During an anti-government demonstration, a House of Israel member murdered Roman Catholic priest Bernard Darke because he was on the staff of a religious opposition newspaper, the Catholic Standard. The House of Israel also engaged in strikebreaking activities and disruptions of public meetings. Critics of the government alleged that House of Israel members acted with impunity during the government of Forbes Burnham. However, under Desmond Hoyte, Burnham's successor, Rabbi Washington and key associates were arrested on a long-standing manslaughter charge, and sentenced to 15 years. Hill was released in 1992, and extradited to the United States. Hill died on 11 December 2005.

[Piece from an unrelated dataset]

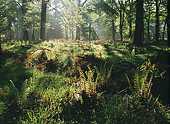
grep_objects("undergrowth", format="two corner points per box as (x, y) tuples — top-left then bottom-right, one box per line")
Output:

At the 2014 Walter Rodney inquiry, Joseph Hamilton, former priest of the House of Israel, testified that the House of Israel committed “oppressive and terrorizing acts on behalf of the PNC.” It was also revealed that the murderer of Walter Rodney was a member of the House of Israel.

Cults

Although not a Guyanese product, the country acquired international notoriety in November 1978 following a mass murder-suicide at Jonestown, the commune of the People's Temple of Christ, led by the Reverend Jim Jones, of Oakland, California. Guyana was chosen primarily for being socialist-leaning, as well as for being an English-speaking country.

Religion and politics
Through much of Guyana's history, the Anglican and Roman Catholic churches helped maintain the social and political status quo. The Roman Catholic Church and its newspaper, the Catholic Standard, were vocal opponents of the ideology of the People's Progressive Party (PPP) in the 1950s and became closely associated with the conservative United Force. However, in the late 1960s the Roman Catholic Church changed its stance toward social and political issues, and the Catholic Standard became more critical of the government. Subsequently, the government forced a number of foreign Roman Catholic priests to leave the country. By the mid-1970s, the Anglicans and other Protestant denominations had joined in the criticisms of government abuse. The Anglican and Roman Catholic churches also worked together, unsuccessfully, to oppose the government's assumption of control of church schools in 1976.

The Guyana Council of Churches was the umbrella organization for sixteen major Christian denominations. Historically, it had been dominated by the Anglican and Roman Catholic churches. The Guyana Council of Churches became an increasingly vocal critic of the government in the 1970s and 1980s, focusing international attention on its shortcomings. The conflict between the government and the Guyana Council of Churches came to a head in 1985, when members of the PNC-influenced House of Israel physically prevented the council from holding its annual meeting. Later that year, police searched the homes of the major Christian church leaders. The PNC maintained the support of a number of smaller Christian denominations, however.

In contrast to the most prominent Christian clergy, who maintained connections with international denominations, Hindu and Muslim leaders depended on strictly local support. For them, resistance to political pressure was more difficult. In the 1970s, the PNC succeeded in splitting many of the important Hindu and Muslim organizations into pro-PNC and pro-PPP factions.

Freedom of religion

The Constitution of Guyana provides for freedom of religion, and the Government generally respects this right in practice. The U.S. government could locate no reports of societal abuses or discrimination based on religious belief or practice during 2007, and prominent societal leaders took positive steps to promote religious freedom.

In September 2009, forty mainly U.S. citizen missionaries from the Church of Jesus Christ of Latter-day Saints were detained briefly. Subsequently the 100+ missionaries were ordered to leave the country within a month. In addition to its missionary work, the church owns approximately $2 million in property in Guyana, and cultivate farms in the country. Missionaries have worked in the country for more than 20 years.